Mit der am 31.12.2012 erhobenen Klage begehrt die Klägerin eine Nachzahlung von Kosten der Unterkunft unter Berücksichtigung einer Wohnflächengröße von 50 qm nunmehr für den Zeitraum vom 01.01.2010 bis zum 31.12.2010. Die Anwendung des § 40 Abs. 1 SGB II verstoße gegen Art. 3 Abs. 1 des Grundgesetzes (GG). Anhand der Entscheidung des Bundessozialgerichts vom 16.05.2012 sei eindeutig feststellbar, dass der Beklagten bereits seit dem 12.12.2009 bewusst gewesen sei, dass sie ab dem 01.01.2010 für Alleinstehende eine Wohnfläche von 50 qm anzuerkennen habe. Gleichzeitig müsse sie, die Klägerin, davon ausgehen, dass Menschen in gleicher Situation bereits seit dem 01.01.2010 Unterkunftskosten für eine Wohnungsgröße von 50 qm erstattet bekämen. Es könne nicht im Interesse des Gesetzgebers sein, der Beklagten die Möglichkeit zu geben, mehrere Jahre die der Entscheidung des BSG zugrunde liegende Verordnung zu missachten, diese erst nach der letztinstanzlichen Entscheidung umzusetzen und somit für einen langen Zeitraum Ausgaben zu sparen. Aus einem Bescheid des Beklagten vom 12.11.2010, der Gegenstand des Verfahrens vor dem Sozialgericht Detmold mit dem Aktenzeichen S 7 AS 180/11 gewesen sei, ergebe sich zudem, dass sie bereits am 10.08.2010 einen Antrag nach § 44 SGB X auf Überprüfung der ab 01.08.2007 berücksichtigten Unterkunftskosten wie Kaltmiete, Neben- und Heizkosten gestellt habe. Sie habe also nicht erst am 14.05.2012 einen Überprüfungsantrag für das Jahr 2010 gestellt, sondern bereits am 10.08.2010. Im Verfahren S 7 AS 180/11 seien Leistungen für das Jahr 2011 zusätzlich gewährt worden, über Unterkunftskosten für das Jahr 2010 sei hingegen nicht verhandelt worden. Die Anwendung des § 40 Abs. 1 SGB II sei daher hier nicht rechtskonform, es dürfe ausschließlich § 44 SGB X zur Anwendung kommen.

Die Klägerin beantragt,

die Beklagte unter Abänderung des Bescheides vom 30.07.2012 in Gestalt des Bescheides vom 27.09.2012, dieser in Gestalt des Widerspruchsbescheides vom 03.12.2012 zu verurteilen, die Bescheide vom 28.10.2009, 22.07.2010 und 27.10.2010 teilweise zurückzunehmen und ihr für die Zeit vom 01.01.2010 bis zum 31.12.2010 weitere Kosten der Unterkunft in Höhe von monatlich 26,00 Euro zu gewähren.

Die Beklagte beantragt,

die Klage abzuweisen.

Der Zeitraum vom 01.01.2010 bis zum 31.12.2010 sei einer Überprüfung im Rahmen eines im Jahr 2012 gestellten Antrages nach § 44 SGB X nicht mehr zugänglich. Dem Gleichheitsgrundsatz werde in der Verwaltungspraxis Rechnung getragen. Es seien niemandem, der im Jahr 2012 einen Überprüfungsantrag gestellt habe, höhere Leistungen für Unterkunft und Heizung für bestandskräftig geregelte, vor dem 01.01.2011 abgeschlossene Zeiträume gewährt worden. Ob die Regelung des § 40 Abs. 1 Satz 2 SGB II verfassungskonform sei, sei von der Beklagten nicht zu beurteilen, sie habe diese anzuwenden.

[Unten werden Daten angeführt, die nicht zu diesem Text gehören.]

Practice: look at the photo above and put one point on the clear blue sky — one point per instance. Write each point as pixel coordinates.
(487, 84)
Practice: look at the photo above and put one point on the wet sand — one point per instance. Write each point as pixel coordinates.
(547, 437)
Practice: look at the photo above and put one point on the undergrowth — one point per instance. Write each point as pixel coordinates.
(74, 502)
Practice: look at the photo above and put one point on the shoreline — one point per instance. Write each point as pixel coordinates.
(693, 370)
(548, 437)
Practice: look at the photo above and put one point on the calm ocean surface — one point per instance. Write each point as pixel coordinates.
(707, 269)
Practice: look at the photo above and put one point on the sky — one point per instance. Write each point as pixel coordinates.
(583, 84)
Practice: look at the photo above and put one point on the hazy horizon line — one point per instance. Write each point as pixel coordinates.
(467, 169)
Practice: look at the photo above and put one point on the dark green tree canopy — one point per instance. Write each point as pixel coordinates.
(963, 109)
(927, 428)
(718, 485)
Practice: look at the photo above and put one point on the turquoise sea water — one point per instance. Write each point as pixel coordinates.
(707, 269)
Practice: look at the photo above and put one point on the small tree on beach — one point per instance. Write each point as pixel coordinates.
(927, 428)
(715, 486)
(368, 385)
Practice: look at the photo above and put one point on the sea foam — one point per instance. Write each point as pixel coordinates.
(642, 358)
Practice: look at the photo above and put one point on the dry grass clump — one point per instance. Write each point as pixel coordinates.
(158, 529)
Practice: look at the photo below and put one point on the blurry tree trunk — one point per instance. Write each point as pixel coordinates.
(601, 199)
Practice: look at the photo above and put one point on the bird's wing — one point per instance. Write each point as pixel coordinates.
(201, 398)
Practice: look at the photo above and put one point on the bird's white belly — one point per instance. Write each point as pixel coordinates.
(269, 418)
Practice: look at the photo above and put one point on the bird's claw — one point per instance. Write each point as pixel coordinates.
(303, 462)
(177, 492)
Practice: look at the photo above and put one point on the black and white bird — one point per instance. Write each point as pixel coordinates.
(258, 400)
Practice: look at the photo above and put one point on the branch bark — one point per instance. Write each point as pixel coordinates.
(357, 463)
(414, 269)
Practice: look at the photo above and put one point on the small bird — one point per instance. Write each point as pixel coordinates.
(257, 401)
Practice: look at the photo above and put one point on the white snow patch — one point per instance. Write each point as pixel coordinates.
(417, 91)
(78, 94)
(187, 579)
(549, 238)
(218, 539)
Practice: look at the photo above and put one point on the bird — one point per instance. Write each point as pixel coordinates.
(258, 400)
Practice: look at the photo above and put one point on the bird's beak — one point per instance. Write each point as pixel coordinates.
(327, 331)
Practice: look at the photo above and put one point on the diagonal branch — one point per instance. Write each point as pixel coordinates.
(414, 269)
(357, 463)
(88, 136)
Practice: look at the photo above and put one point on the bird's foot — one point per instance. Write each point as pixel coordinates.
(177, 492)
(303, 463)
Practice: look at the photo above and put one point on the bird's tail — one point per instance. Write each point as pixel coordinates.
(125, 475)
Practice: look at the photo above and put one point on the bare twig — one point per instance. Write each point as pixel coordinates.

Wegen der weiteren Einzelheiten des Sach- und Streitstandes wird auf den Inhalt der Gerichtsakte sowie der beigezogenen Verwaltungsakte der Beklagten verwiesen, der Gegenstand der mündlichen Verhandlung gewesen ist.

Entscheidungsgründe:

Die zulässige Klage ist unbegründet.

Die Klägerin ist nicht beschwert im Sinne des § 54 Abs. 2 Satz 1 des Sozialgerichtsgesetzes (SGG), da der angefochtene Bescheid vom 30.07.2012 in Gestalt des Bescheides vom 27.09.2012, dieser in der Gestalt des Widerspruchsbescheides vom 03.12.2012 rechtmäßig ist. Denn die Klägerin hat für den streitgegenständlichen Zeitraum vom 01.01.2010 bis zum 31.12.2010 keinen Anspruch auf Gewährung weiterer Kosten der Unterkunft in Höhe von monatlich 26,00 Euro aus § 22 Abs. 1 Satz 1 SGB II. Der streitgegenständliche Zeitraum war aufgrund der Vorschrift des § 40 Abs. 1 Satz 2 SGB II einer Überprüfung und Nachbewilligung von Leistungen nicht mehr zugänglich.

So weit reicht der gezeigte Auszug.